Show that if $\gamma$ is a closed curve in the complex plane, with trace $\Gamma$, and if $z_0 \not \in \Gamma$, then $\int_{\gamma} \frac{1}{(z-z_0)^n}dz=0$, $n \geq 2$.

Hint:

For $n \geq 2, (z-z_0)^{-n}$ has primitive $\frac{(z-z_0)^{-n+1}}{1-n}$ on $D$.

Attempt:

So the hint says that the primitive (the antiderivative) is $\frac{(z-z_0)^{-n+1}}{1-n}$. However, I do not see how this will help with showing that $\int_{\gamma} \frac{1}{(z-z_0)^n}dz=0$, $n \geq 2$. Thanks in advance.

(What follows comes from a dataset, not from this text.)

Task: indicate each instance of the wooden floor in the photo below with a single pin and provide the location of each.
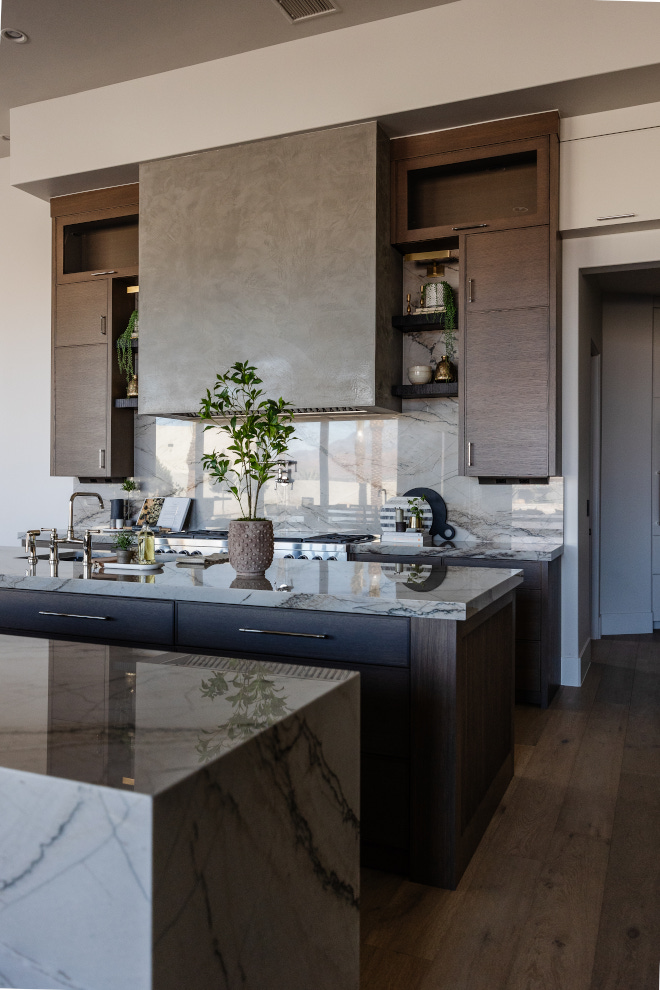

2. Originally Posted by Erdos32212
Show that if $\gamma$ is a closed curve in the complex plane, with trace $\Gamma$, and if $z_0 \not \in \Gamma$, then $\int_{\gamma} \frac{1}{(z-z_0)^n}dz=0$, $n \geq 2$.

Hint:

For $n \geq 2, (z-z_0)^{-n}$ has primitive $\frac{(z-z_0)^{-n+1}}{1-n}$ on $D$.

Attempt:

So the hint says that the primitive (the antiderivative) is $\frac{(z-z_0)^{-n+1}}{1-n}$. However, I do not see how this will help with showing that $\int_{\gamma} \frac{1}{(z-z_0)^n}dz=0$, $n \geq 2$. Thanks in advance.
This is a special case of a form of the Fundamental Theorem of Calculus applied to the complex plane:

If $f: D \rightarrow \mathbb{C}$ is continous and such that there exists $g: D \rightarrow \mathbb{C}$ with $g'=f$ on $D$ then for any curve $\gamma: [0,1] \rightarrow D$ we have that $\int_{ \gamma } f= g(\gamma (1))-g(\gamma (0))$. To prove this (assuming $\gamma$ is $C^1$ or piecewise so) we just note that $\int_{ \gamma } f= \int_{0}^{1} f(\gamma (t)) \gamma ' (t) dt = \int_{0}^{1} g'(\gamma (t)) \gamma ' (t)dt$ $= \int_{0}^{1} (g \circ \gamma )' (t)dt = g(\gamma (1))-g(\gamma (0))$

PS. I'm naming $\gamma$ and it's trace $$\Gamma$$ as the same.